Tuesday 25 September 2007

Diana McVeagh at Bard


Diana McVeagh, author of Gerald Finzi: His Life and Music and Elgar the Music Maker, recently attended a rather special Elgar symposium in the United States. Here is her report:

I’m recently back from the USA, where I was attending the Bard Summerscape Festival, Elgar and his World. Bard College lies in 540 acres up the Hudson valley. The first surprise for me was how rural and beautiful it is, only two hours drive north of Manhattan. Bard has run Summerscapes since 1990. Last year the composer was Liszt, next year it will be Prokofiev. Elgar was the first UK composer to be so honoured.

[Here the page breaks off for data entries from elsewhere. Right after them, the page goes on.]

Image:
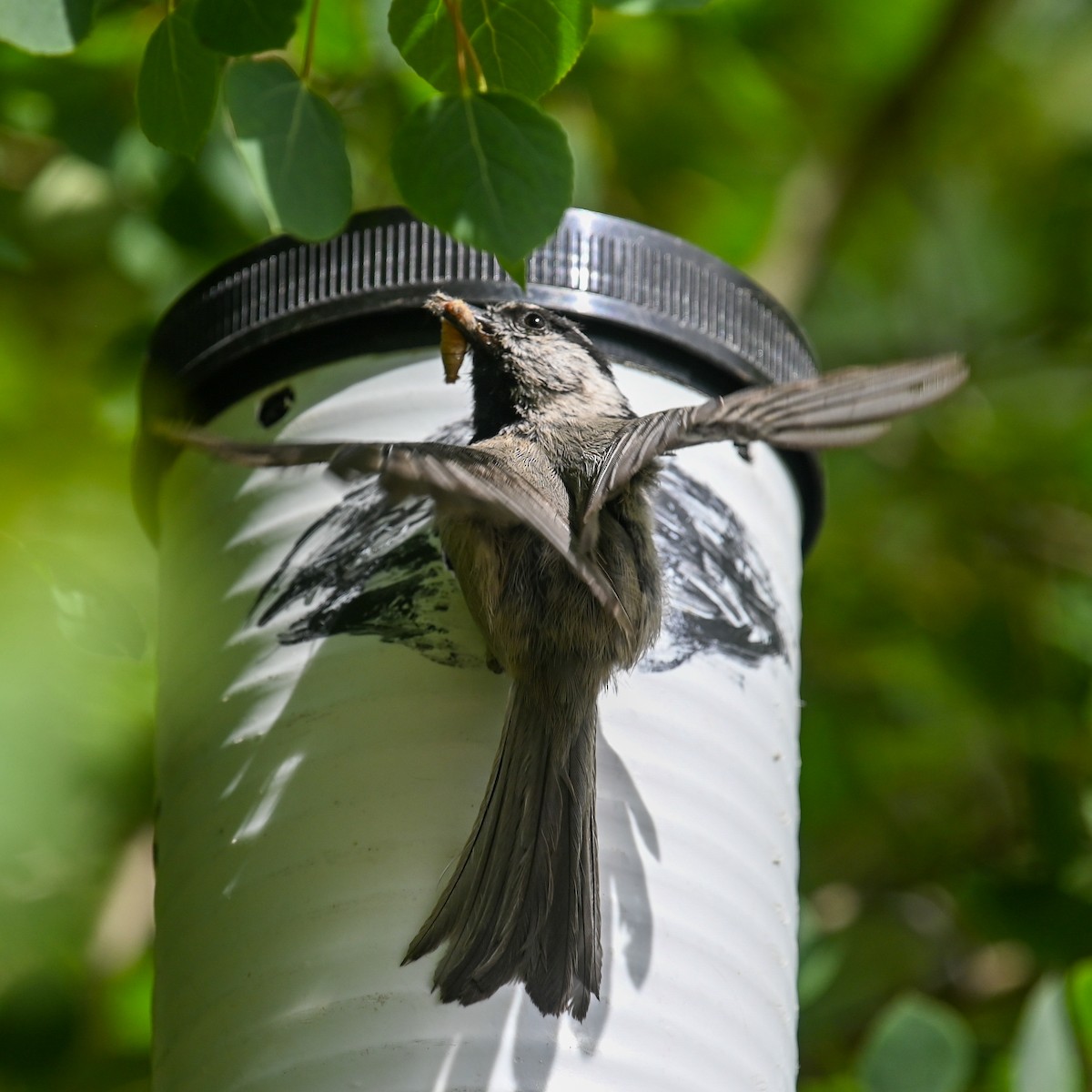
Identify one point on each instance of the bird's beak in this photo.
(462, 327)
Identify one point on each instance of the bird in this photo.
(546, 519)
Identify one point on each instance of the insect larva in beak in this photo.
(453, 348)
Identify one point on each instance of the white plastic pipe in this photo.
(312, 794)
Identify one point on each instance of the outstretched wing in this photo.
(468, 480)
(839, 410)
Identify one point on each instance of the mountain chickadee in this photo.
(546, 518)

“…and his World" is the important phrase. Here we had two weekends (one more to come, October 26-27) of recitals, concerts, symposiums, introductory talks. The scholar-in-residence, Byron Adams, had devised programmes that were delightful in themselves but also history lessons in sound. Everyone knows that Elgar’s Enigma Variations put English music on the European map ‘at a stroke’. Hearing them after Parry’s Symphonic Variations and Stanford’s Concert Variations, worthy though both are, one understood exactly why Elgar’s genius simply shone out! There was less well-known Elgar, his early Harmony Music, his occasional Crown of India, his late Civic Fanfare. There were cross-references, to Debussy’s Noël des enfants and Faurés La bonne chanson. There were real discoveries (Ethel Smyth’s variations for flute, oboe and piano) and reinforcements of previous high opinions (Bliss’s Clarinet Quintet). There was popular music hall song, and the kind of intimate recital held in the homes of wealthy patrons.

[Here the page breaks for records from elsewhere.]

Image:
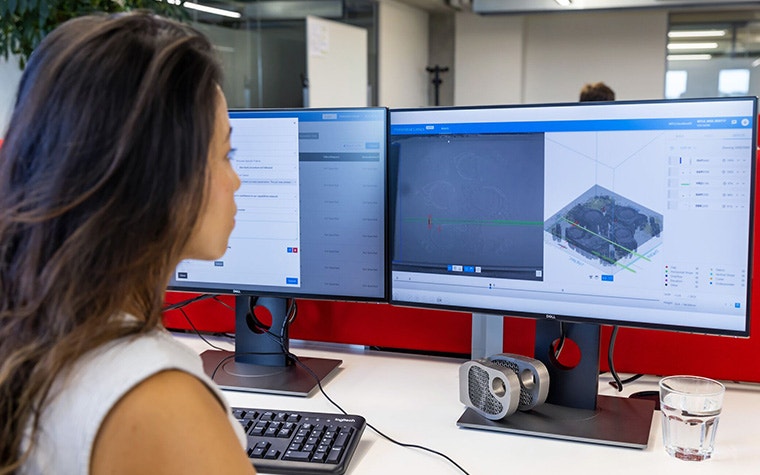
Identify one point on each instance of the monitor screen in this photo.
(311, 214)
(620, 213)
(630, 213)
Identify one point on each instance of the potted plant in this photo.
(23, 23)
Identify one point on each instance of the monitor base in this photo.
(290, 380)
(617, 421)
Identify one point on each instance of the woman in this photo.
(114, 168)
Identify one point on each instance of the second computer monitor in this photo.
(311, 214)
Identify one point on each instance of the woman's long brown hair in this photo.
(102, 176)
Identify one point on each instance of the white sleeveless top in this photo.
(70, 423)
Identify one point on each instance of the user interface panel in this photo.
(312, 206)
(632, 212)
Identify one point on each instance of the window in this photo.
(713, 54)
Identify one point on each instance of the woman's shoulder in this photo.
(169, 423)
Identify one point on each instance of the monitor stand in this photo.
(260, 362)
(574, 410)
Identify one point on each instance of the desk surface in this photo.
(415, 400)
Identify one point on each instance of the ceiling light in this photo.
(213, 10)
(697, 34)
(692, 45)
(688, 57)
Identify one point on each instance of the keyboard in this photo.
(298, 442)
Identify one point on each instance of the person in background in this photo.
(597, 92)
(115, 167)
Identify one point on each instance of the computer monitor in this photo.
(311, 223)
(634, 213)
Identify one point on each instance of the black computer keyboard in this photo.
(300, 442)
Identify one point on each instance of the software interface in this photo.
(633, 212)
(311, 207)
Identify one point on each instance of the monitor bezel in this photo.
(572, 318)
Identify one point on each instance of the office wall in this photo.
(548, 58)
(488, 59)
(10, 75)
(402, 52)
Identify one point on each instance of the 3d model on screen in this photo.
(605, 228)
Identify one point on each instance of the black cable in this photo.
(562, 338)
(618, 383)
(610, 363)
(343, 411)
(178, 305)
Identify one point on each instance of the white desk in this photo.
(415, 399)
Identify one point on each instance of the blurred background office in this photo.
(276, 52)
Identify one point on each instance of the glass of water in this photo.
(690, 408)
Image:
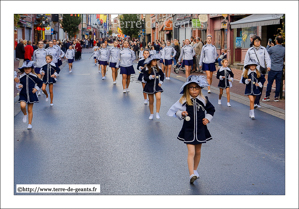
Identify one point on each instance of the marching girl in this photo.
(169, 53)
(127, 56)
(141, 69)
(207, 60)
(154, 78)
(141, 53)
(114, 61)
(94, 54)
(103, 58)
(253, 80)
(192, 107)
(161, 53)
(187, 53)
(39, 58)
(49, 73)
(153, 51)
(70, 54)
(29, 83)
(61, 55)
(51, 50)
(225, 76)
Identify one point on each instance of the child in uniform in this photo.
(225, 76)
(253, 80)
(70, 54)
(49, 73)
(192, 107)
(29, 84)
(154, 78)
(142, 62)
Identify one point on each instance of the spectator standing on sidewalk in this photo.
(260, 55)
(277, 55)
(20, 52)
(197, 50)
(28, 50)
(178, 51)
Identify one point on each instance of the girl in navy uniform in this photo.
(153, 51)
(187, 54)
(49, 73)
(29, 83)
(114, 61)
(94, 55)
(161, 53)
(127, 56)
(39, 58)
(168, 54)
(154, 78)
(70, 54)
(254, 81)
(141, 53)
(103, 57)
(207, 60)
(192, 107)
(226, 77)
(142, 62)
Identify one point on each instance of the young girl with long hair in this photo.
(225, 76)
(29, 83)
(114, 61)
(127, 56)
(168, 54)
(187, 54)
(49, 73)
(70, 55)
(207, 60)
(192, 107)
(154, 78)
(254, 81)
(141, 68)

The talks put Elgar in the context of literature, history, the visual arts, gender, imperialism. The performers were less familiar with the music than Londoners would be. Falstaff was note-perfect, but lacked communication. Enigma was played without the associations, traditions, and emotional baggage that we are used to – ‘ Dorabella’ with less tenuto than usual on the first wind semiquaver, ‘Nimrod’ without the Cenotaph, as it were - cleaned-up, uncluttered. I felt I was hearing the work freshly, almost for the first time, more what they would have heard in 1899. Leon Botstein, principal of Bard College and principal conductor, secured one of the most powerful performances of Gerontius I have ever heard.

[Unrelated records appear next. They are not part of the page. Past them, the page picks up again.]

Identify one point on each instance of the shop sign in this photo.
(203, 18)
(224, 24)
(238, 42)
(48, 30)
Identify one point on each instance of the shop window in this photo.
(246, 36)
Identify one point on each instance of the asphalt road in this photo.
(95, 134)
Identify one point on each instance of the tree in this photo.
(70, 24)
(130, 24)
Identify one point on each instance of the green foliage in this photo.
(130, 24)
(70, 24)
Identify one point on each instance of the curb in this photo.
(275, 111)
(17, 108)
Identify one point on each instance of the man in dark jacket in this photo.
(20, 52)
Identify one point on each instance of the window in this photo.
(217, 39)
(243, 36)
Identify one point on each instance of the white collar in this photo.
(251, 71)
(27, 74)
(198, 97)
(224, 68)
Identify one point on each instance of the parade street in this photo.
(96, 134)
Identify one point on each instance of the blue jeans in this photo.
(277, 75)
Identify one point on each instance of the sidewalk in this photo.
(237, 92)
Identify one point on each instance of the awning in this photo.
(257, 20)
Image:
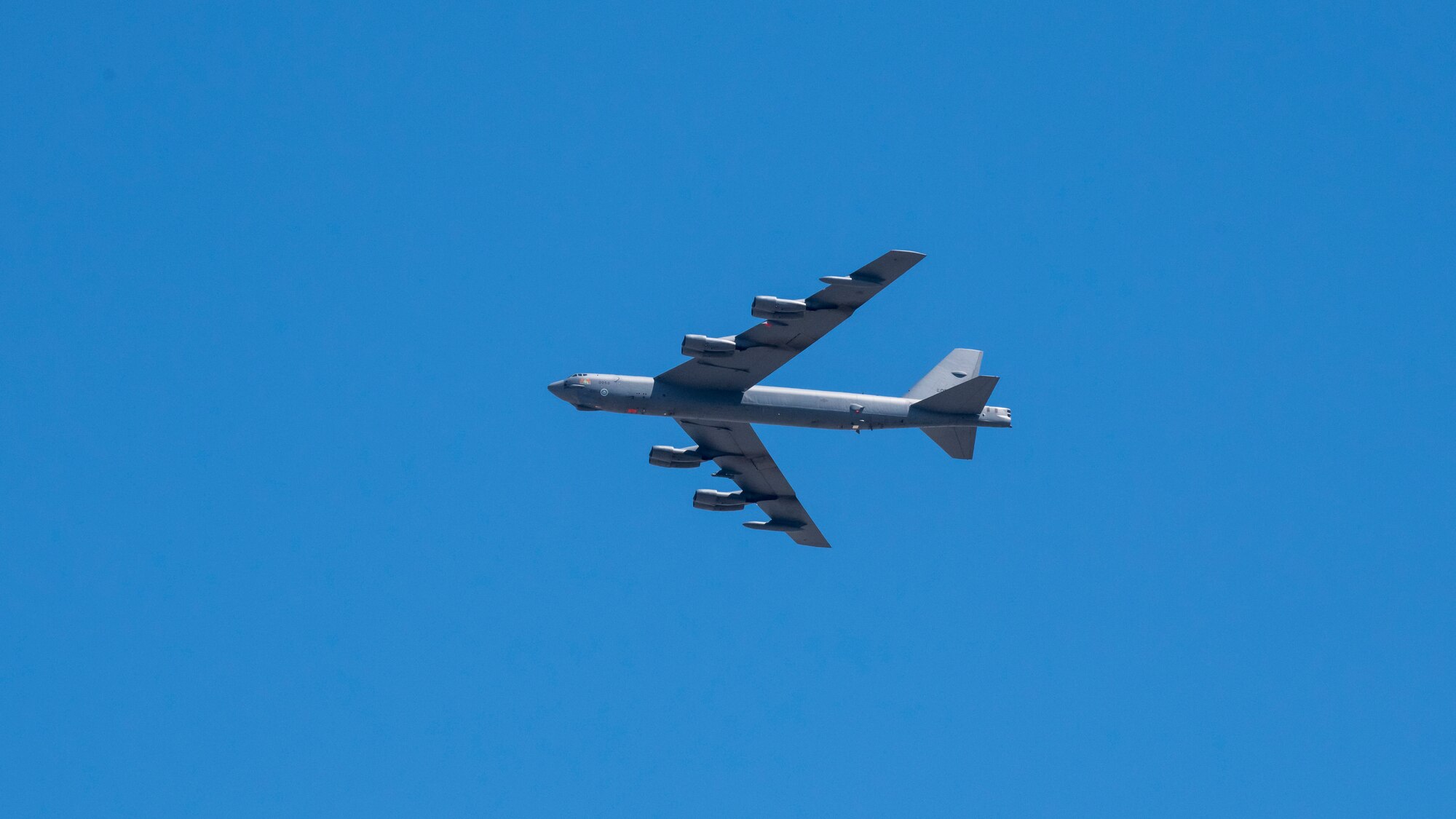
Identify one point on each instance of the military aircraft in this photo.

For me, the Festival was stimulating, exhausting, provocative, enlarging. I have never found greater enthusiasm in any audience. The core comes every year, whoever the composer. I lost count of the people who said to me “When we heard it was to be Elgar, we wondered why. Now we know.” This year, Elgarians came from far and wide. I met people whose names and work I had long been familiar with, made new friends, partied, sat up half the night talking. We UK visitors were royally treated and entertained. Thank you Bard!